Ronaldo Laishram, Yusei Koyama, Abdurrahman Naufal, Tadayuki Kodama, Rhythm Shimakawa, Kazuki Daikuhara, Helmut Dannerbauer, Jose Manuel Pérez-Martínez, Pablo G. Pérez-González

We present a spatially-resolved analysis of galaxy quenching within the Spiderweb Protocluster at $z \sim 2.16$, combining deep imaging from the James Webb Space Telescope (JWST) and the Hubble Space Telescope (HST). Utilizing pixel-by-pixel spectral energy distribution fitting, we derive maps of stellar mass, star formation rate (SFR), specific SFR (sSFR), and rest-frame UVJ colors.

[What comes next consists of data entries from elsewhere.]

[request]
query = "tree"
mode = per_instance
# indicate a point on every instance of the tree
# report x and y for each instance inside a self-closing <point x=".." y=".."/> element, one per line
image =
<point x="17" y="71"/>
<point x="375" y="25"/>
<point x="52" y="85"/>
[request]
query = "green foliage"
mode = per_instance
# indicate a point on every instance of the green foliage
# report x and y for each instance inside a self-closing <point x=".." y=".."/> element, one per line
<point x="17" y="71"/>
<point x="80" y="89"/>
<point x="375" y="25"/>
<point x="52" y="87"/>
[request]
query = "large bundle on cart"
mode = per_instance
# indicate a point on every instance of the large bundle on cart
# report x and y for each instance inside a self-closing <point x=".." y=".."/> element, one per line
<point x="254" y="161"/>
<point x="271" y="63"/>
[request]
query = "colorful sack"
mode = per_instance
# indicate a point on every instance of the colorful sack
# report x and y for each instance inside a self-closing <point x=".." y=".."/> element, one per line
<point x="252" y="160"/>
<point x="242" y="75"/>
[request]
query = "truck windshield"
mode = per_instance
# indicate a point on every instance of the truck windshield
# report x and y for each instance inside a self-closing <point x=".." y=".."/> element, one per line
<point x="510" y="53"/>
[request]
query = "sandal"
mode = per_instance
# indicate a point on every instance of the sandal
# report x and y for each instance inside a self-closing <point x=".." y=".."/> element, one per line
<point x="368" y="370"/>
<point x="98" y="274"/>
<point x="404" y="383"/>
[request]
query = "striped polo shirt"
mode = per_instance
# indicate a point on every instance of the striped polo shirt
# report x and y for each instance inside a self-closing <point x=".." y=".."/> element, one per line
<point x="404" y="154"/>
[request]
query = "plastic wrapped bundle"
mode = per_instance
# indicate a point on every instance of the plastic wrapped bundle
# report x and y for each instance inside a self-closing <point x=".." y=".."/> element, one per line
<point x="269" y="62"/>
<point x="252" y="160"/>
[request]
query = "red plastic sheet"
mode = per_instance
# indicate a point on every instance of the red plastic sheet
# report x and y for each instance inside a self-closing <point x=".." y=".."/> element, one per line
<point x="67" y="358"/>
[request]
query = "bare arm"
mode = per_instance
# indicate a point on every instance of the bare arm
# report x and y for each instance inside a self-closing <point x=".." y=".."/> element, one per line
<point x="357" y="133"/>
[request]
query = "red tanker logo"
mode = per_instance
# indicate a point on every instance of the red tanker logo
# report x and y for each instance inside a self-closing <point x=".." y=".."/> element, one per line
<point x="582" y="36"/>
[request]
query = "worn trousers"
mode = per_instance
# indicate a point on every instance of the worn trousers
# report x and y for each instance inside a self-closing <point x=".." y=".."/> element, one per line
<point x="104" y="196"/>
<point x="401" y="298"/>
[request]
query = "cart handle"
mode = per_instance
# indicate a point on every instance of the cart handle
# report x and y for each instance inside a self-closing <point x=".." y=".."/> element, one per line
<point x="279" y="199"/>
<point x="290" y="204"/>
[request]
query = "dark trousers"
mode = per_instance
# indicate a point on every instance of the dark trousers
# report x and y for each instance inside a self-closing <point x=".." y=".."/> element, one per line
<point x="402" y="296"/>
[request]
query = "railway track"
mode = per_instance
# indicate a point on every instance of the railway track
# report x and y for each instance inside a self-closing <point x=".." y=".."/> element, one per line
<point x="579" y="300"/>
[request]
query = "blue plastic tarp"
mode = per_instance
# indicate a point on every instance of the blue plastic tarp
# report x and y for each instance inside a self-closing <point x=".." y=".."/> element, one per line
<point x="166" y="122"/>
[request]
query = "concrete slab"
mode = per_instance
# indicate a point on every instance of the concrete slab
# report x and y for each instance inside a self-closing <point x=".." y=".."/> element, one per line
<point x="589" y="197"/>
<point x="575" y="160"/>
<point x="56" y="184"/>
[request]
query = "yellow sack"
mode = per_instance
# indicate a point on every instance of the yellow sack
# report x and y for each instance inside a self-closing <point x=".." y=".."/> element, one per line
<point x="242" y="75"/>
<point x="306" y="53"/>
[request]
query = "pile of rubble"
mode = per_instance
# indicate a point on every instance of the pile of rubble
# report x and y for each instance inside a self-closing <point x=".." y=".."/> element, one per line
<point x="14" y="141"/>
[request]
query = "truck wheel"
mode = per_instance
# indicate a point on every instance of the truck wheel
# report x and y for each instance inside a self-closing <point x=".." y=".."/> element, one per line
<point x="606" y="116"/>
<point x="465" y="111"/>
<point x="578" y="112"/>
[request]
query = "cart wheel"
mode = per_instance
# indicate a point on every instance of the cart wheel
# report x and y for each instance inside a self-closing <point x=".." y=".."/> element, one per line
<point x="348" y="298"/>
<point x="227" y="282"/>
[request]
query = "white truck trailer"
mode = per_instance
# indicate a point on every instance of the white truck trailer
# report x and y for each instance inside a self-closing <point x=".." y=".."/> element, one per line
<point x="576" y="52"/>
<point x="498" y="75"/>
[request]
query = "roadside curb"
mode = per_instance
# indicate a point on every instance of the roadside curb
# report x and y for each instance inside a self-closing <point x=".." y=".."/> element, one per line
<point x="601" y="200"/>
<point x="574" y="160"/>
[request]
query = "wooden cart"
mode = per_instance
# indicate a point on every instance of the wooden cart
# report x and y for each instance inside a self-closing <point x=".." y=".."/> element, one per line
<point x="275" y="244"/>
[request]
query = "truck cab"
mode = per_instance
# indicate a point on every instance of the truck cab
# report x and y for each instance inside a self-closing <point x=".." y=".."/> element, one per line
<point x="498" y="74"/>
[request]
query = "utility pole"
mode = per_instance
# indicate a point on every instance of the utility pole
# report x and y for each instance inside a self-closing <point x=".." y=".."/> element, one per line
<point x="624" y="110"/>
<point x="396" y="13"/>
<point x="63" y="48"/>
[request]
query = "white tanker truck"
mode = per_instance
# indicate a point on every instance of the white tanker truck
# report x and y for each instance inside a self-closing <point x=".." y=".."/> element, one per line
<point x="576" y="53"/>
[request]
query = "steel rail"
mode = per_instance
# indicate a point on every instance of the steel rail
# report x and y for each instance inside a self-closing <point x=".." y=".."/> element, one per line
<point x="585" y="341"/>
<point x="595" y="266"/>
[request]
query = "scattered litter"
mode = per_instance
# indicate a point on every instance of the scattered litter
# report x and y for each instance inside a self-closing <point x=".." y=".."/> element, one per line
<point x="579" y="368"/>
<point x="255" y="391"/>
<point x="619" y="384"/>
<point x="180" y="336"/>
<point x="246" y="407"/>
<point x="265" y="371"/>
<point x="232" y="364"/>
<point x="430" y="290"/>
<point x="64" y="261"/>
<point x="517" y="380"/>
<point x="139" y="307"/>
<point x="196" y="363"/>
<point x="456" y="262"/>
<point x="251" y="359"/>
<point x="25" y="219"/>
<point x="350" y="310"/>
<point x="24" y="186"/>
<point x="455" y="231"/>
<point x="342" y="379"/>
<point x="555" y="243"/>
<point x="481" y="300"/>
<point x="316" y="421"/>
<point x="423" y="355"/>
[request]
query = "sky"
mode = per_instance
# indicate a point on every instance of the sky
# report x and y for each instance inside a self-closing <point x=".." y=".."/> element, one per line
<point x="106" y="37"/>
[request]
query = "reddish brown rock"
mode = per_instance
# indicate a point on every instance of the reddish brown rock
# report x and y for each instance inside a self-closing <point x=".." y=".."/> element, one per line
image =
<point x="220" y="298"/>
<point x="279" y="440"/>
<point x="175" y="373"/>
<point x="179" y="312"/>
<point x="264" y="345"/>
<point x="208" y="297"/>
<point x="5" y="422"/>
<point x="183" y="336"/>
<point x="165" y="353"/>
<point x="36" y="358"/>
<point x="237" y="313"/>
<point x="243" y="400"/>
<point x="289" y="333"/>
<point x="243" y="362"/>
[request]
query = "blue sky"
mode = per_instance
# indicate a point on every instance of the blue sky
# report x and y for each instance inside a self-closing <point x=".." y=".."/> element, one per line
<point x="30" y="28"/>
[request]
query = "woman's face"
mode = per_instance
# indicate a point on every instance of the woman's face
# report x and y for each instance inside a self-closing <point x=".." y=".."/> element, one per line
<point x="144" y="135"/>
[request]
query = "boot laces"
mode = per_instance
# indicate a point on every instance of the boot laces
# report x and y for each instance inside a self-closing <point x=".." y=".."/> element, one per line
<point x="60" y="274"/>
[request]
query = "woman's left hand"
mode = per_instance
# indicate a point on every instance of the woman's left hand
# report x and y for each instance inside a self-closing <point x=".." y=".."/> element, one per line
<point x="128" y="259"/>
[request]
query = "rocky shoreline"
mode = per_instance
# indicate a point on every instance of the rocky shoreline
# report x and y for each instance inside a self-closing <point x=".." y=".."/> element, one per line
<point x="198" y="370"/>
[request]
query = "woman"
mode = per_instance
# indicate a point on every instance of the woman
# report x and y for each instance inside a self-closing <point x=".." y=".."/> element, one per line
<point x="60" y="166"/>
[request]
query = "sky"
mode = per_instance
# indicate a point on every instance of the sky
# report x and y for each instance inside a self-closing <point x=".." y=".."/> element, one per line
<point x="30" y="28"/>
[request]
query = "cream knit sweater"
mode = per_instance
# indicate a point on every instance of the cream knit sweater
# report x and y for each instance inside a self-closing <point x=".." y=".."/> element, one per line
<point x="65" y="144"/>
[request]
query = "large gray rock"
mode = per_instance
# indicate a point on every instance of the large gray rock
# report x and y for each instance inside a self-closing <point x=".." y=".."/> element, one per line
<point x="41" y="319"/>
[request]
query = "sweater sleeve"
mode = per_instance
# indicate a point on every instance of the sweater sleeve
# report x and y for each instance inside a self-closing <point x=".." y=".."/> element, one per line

Quiescent galaxies, predominantly found at $\log(M_*/M_{\odot}) \geq 10.5$, exhibit clear mass-dependent inside-out quenching, with central sSFR approximately an order of magnitude lower than outer regions, while lower-mass star-forming galaxies show flat sSFR profiles. Central star formation activity fundamentally anti-correlates with Sérsic index, indicating reduced activity in bulge-dominated systems. Spatially resolved UVJ colors reveal heterogeneous internal star formation, distinguishing star-forming regions in quiescent hosts from those in globally star-forming systems. These findings demonstrate that quenching mechanisms were effectively operating by $z \sim 2$, with the observed inside-out patterns and morphological correlations consistent with AGN-driven feedback processes. Our study provides key observational constraints on galaxy evolution during this critical epoch.